L’ITA, (Institut de Technologie Alimentaire), organisme chargé essentiellement de la valorisation des ressources alimentaires locales, est également présent sur le stand sénégalais. Omar Lo, le Directeur commercial et des relations extérieures, nous explique les principaux points d’actions de l’ITA : « Notre but est de guider et de coordonner les recherches et les études sur le traitement des produits, de développer de nouvelles ressources alimentaires dérivées des productions locales, de promouvoir et d’appuyer l’installation de PME et PMI au Sénégal (…) En juin 2005, nous organisons à Dakar une exposition 100% Afrique, une opération qui a pour but d’élargir le marché des produits africains à travers la pénétration des chaînes de distribution sur le marché africain et international».

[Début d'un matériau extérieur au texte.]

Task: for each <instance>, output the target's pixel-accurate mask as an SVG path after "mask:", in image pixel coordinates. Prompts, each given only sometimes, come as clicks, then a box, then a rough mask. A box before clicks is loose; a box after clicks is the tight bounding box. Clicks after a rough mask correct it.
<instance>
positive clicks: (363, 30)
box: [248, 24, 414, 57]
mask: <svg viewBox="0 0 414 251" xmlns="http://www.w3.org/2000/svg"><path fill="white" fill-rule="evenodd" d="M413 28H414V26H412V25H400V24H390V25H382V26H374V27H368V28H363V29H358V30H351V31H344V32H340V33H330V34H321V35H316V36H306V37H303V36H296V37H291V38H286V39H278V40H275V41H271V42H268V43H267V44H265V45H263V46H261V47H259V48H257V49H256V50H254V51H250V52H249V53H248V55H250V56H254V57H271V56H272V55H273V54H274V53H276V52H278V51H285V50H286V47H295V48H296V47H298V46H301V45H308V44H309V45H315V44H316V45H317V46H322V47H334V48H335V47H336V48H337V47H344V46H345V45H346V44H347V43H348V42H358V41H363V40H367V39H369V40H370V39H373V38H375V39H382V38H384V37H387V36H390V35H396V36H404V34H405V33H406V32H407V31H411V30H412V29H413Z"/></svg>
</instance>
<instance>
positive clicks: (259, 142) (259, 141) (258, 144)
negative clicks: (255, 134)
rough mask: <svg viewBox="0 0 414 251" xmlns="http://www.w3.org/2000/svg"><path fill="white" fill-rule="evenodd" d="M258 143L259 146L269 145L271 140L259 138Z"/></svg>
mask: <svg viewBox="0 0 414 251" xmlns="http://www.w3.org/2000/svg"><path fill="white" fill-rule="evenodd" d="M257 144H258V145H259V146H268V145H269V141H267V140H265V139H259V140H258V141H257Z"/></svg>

Si le Sénégal, le Maroc et la Côte d’Ivoire ont mis les petits plats dans les grands pour cette édition 2005, l’invitation aux délices d’Afrique continue toutefois avec la présence de stands moins ambitieux de l’Algérie, la Tunisie, du Cameroun ou encore du Congo. Aucun pays anglophone n’a cependant fait le déplacement, une absence fièrement compensée par de dignes représentants du continent.